The City of Munich, often dubbed as Germany's beer capital, will no longer prohibit selling alcohol after 9:00 pm and consuming alcohol in public after 11:00 pm if the number of infections with the coronavirus should again exceed the critical value of 35 infected people per 100,000 inhabitants. The Bavarian state capital lost in the second instance against a 35-year-old attorney who had brought an action against the regulation from last Thursday. The city wanted to stop public drinking in the evening because officials feared a further spread of the corona virus.
Many other cities in Germany followed the example of Munich and issued bans on alcohol sales over the weekend.
Drinking alcohol in public spaces is not forbidden in Germany and especially after the very strict social distancing rules had been lifted in July and many Germans preferred not to spend their summer holidays abroad, people gathered every evening in public spaces in the city to party and drink alcohol. Officials were suspicious of this behavior as crowds of people often disregarded the distancing rules and infection rates started to climb again.

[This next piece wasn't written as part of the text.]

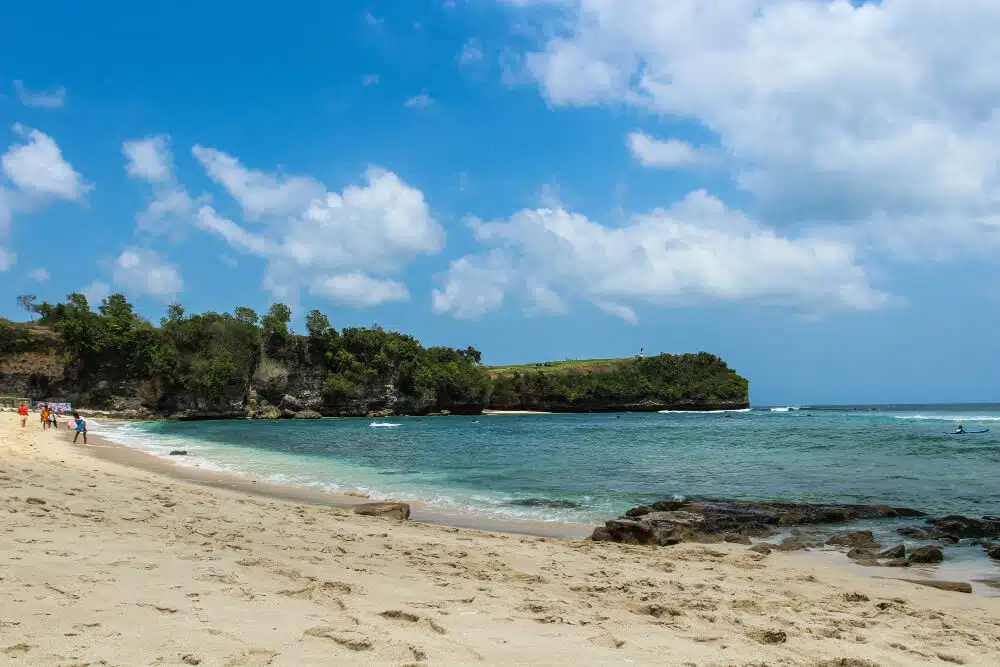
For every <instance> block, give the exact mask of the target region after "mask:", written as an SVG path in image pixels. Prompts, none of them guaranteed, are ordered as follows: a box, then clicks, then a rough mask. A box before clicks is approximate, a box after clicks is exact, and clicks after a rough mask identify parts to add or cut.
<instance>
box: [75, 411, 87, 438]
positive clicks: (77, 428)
mask: <svg viewBox="0 0 1000 667" xmlns="http://www.w3.org/2000/svg"><path fill="white" fill-rule="evenodd" d="M73 419H74V420H75V421H76V426H75V427H74V429H73V430H75V431H76V433H74V434H73V443H74V444H76V439H77V438H79V437H80V434H81V433H83V444H87V420H86V419H84V418H83V417H81V416H80V413H79V412H76V411H75V410H74V411H73Z"/></svg>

The Bavarian Administrative Court justified the rejection of the order with the fact that the ban on alcohol consumption in public spaces could probably be based on the Infection Protection Act as a necessary protective measure. The court also acknowledged the fact that an alcohol ban is a suitable means of counteracting the spread of the coronavirus because it helps prevent crowds. The regulation of the general ruling, however, is not necessary and therefore disproportionate as long as it extends to the entire city area. Should the city council restrict the ban to certain areas within the city, the measure would be appropriate.

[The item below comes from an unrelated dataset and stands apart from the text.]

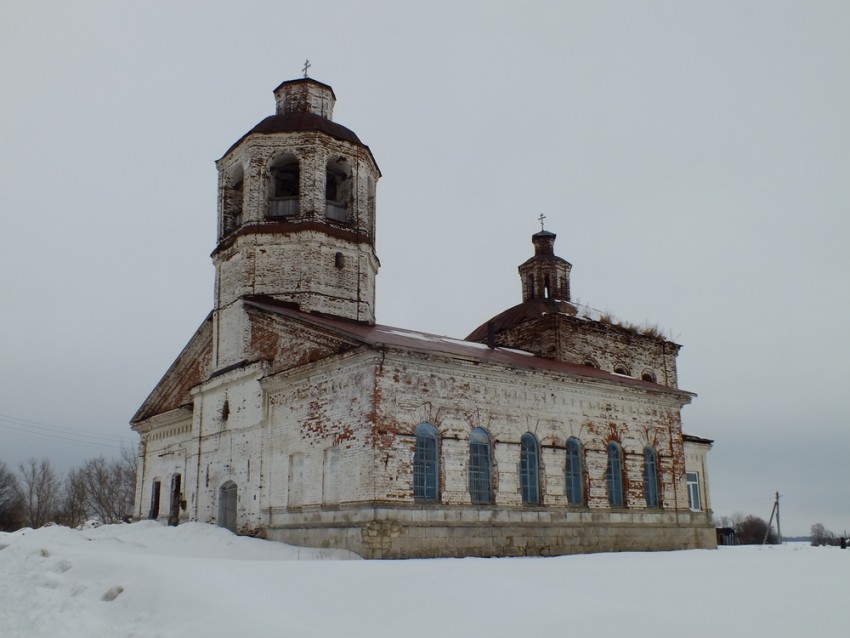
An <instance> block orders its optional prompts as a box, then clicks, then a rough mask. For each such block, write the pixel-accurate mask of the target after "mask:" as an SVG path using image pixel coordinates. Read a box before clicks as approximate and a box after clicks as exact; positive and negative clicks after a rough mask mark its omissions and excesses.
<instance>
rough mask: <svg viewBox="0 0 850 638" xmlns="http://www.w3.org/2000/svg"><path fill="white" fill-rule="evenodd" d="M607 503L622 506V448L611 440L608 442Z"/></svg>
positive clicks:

Munich’s Lord Mayor Dieter Reiter commented the judgment: “It is now decided. The decision of the Bavarian Administrative Court gives the direction for our future rights to protect against infection. The previous general regulation […] is no longer implemented. Specifically, the bans can no longer be applied throughout the city, only at clearly named hotspots." It is expected that the city council will soon implement new rules which comply with the sentence of the Bavarian Administrative Court.